D'abord, cela aboutit à nier la notion – traditionnelle dans l'Église – de rite propre. Demain si tel Patriarche orthodoxe se rattache à la Primauté romaine, faudra-t-il que la concélébration selon la forme nouvelle du rite romain vienne sceller la réconciliation entre lui et le pape de Rome ? Il me semble que cette notion canonique de rite propre est nécessaire à un œcuménisme bien tempéré. Il serait absurde de la mettre en cause au sein de l'Église latine, alors que la réunion des deux poumons de l'Église semble de plus en plus attendue.
Plus profondément, cela introduit une dualité et une préférence dans ce que le pape a appelé « l'unique rite latin sous ses deux formes », et cela au risque de rallumer la guerre des rites que le Motu proprio du 7 juillet dernier avait si fermement souhaité conjurer. Il est absurde de réclamer que les prêtres célébrant habituellement le rite traditionnel manifestent leur communion dans le rite nouveau, comme si le rite traditionnel, célébré una cum famulo tuo papa nostro Benedicto ne portait pas en lui-même une volonté efficace de communion. Exiger cette concélébration de la part de ceux qui célèbrent habituellement le rite dans sa forme traditionnelle, c'est mettre en cause, de manière difficilement tolérable, la finalité et donc la légitimité du rite traditionnel.
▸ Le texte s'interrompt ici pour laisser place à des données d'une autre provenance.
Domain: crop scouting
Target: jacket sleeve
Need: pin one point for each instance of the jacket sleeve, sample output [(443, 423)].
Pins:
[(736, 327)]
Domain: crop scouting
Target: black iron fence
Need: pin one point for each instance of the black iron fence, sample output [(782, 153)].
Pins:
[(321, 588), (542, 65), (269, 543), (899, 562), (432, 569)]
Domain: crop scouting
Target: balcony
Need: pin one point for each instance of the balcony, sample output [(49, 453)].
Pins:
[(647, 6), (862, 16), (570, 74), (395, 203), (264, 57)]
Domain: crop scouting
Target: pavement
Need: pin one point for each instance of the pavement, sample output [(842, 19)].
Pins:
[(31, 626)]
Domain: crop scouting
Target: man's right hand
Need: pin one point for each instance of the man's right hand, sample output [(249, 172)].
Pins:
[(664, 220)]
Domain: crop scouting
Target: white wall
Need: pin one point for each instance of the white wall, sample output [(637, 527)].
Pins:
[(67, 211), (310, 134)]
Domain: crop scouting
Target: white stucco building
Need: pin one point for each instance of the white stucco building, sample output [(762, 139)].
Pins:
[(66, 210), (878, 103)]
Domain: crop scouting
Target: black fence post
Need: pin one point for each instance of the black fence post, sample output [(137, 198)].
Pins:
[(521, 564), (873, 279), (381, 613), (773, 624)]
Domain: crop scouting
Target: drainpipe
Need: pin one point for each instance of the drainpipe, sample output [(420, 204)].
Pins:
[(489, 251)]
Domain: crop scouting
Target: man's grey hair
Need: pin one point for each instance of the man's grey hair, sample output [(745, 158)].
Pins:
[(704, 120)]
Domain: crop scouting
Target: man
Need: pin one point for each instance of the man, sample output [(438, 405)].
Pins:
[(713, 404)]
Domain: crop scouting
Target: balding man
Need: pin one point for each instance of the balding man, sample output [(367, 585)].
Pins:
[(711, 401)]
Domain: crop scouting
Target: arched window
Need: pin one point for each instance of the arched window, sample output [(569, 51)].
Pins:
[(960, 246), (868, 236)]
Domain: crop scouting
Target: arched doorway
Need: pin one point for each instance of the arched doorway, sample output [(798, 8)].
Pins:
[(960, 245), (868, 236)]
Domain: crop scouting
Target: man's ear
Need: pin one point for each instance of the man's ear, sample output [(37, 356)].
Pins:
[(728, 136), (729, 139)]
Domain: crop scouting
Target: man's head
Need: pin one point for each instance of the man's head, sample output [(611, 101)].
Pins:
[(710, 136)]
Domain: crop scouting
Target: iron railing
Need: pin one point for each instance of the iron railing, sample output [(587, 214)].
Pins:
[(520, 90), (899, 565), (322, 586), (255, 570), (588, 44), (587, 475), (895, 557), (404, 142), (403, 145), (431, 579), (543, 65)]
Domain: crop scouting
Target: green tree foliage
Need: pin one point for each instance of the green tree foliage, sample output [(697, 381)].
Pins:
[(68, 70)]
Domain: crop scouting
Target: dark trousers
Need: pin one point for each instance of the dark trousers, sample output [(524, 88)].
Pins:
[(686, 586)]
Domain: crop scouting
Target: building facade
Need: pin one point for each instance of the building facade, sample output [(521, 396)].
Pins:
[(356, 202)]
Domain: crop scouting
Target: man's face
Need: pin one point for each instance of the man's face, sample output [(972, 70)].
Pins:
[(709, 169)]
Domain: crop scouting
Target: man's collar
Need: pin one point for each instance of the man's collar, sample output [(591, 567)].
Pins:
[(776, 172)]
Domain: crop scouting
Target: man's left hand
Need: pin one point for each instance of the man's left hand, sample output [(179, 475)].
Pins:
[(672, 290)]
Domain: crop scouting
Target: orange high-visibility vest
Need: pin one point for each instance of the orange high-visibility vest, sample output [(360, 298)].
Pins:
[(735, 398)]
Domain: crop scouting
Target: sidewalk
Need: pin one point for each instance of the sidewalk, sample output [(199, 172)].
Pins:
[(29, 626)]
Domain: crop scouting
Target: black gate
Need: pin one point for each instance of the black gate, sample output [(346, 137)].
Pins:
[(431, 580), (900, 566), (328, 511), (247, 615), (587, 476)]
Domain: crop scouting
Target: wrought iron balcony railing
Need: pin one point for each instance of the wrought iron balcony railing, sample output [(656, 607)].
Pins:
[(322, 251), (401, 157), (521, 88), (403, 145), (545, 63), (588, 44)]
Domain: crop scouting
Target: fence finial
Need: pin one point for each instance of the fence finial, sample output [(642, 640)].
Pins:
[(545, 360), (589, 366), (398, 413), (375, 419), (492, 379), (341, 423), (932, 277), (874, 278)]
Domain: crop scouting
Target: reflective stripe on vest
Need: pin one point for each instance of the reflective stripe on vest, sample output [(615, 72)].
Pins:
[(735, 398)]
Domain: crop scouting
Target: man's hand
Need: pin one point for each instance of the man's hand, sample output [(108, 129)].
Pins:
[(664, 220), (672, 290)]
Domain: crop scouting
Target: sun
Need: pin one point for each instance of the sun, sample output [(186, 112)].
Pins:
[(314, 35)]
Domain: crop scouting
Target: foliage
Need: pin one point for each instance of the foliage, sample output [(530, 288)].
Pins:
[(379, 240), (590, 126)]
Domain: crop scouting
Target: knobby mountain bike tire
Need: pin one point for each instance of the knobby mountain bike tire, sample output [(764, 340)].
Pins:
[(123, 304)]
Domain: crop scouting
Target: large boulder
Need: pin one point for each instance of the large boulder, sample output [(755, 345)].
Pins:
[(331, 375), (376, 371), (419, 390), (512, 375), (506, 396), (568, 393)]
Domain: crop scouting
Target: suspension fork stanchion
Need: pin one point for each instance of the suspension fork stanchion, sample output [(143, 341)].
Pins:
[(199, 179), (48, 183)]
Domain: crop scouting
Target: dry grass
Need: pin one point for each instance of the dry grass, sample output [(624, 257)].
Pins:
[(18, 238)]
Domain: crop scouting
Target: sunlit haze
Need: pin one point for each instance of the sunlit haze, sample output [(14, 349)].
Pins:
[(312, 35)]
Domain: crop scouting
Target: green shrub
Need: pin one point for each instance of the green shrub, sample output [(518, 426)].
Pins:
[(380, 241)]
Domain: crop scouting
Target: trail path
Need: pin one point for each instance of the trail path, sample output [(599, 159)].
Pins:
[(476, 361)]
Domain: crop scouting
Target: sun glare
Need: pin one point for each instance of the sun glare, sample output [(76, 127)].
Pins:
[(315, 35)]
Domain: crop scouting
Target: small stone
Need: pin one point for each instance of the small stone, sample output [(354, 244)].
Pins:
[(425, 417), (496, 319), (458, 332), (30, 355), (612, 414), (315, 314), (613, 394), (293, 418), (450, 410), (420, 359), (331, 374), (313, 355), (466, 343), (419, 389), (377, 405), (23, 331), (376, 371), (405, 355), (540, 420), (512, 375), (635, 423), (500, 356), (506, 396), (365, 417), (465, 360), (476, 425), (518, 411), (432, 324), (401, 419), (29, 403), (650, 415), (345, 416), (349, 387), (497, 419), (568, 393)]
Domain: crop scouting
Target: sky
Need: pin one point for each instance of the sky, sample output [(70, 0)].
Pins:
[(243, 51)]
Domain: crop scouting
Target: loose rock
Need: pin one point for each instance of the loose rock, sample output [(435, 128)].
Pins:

Et si l'on m'explique le contraire, alors, logiquement la concélébration n'est pas nécessaire.
En revanche, il importe de mettre en valeur des signes concrets de communion dans un véritable respect mutuel, qui va, bien entendu, jusqu'à une collaboration réciproque dans l'évangélisation.
Le dernier point est important : nous avons reçu le droit d'exprimer une « critique constructive de Vatican II » et des réformes qui lui font suite, parmi lesquelles, la réforme liturgique. Nous n'avons jamais caché que nous avons des critiques respectueuses à énoncer quant à la théologie de la forme nouvelle du rite, celles-là mêmes que formulèrent en leur temps les cardinaux Ottaviani et Bacci dans leur Bref Examen critique. Il est certain qu'à travers l'encyclique Ecclesia de Eucharistia comme aussi dans le document Redemptionis Sacramentum, le magistère entreprend une réévaluation à longue portée de l'œuvre liturgique de Vatican II. Nous pensons que notre propre « critique constructive » s'inscrit dans ce grand mouvement ecclésial. Nous la présentons avec humilité, mais aussi dans un grand désir de vérité.
S'il est vrai que la barque de Pierre fait eau de toutes parts, elle ne pourra se redresser que dans la mesure où elle retrouvera l'étoile polaire de sa Tradition.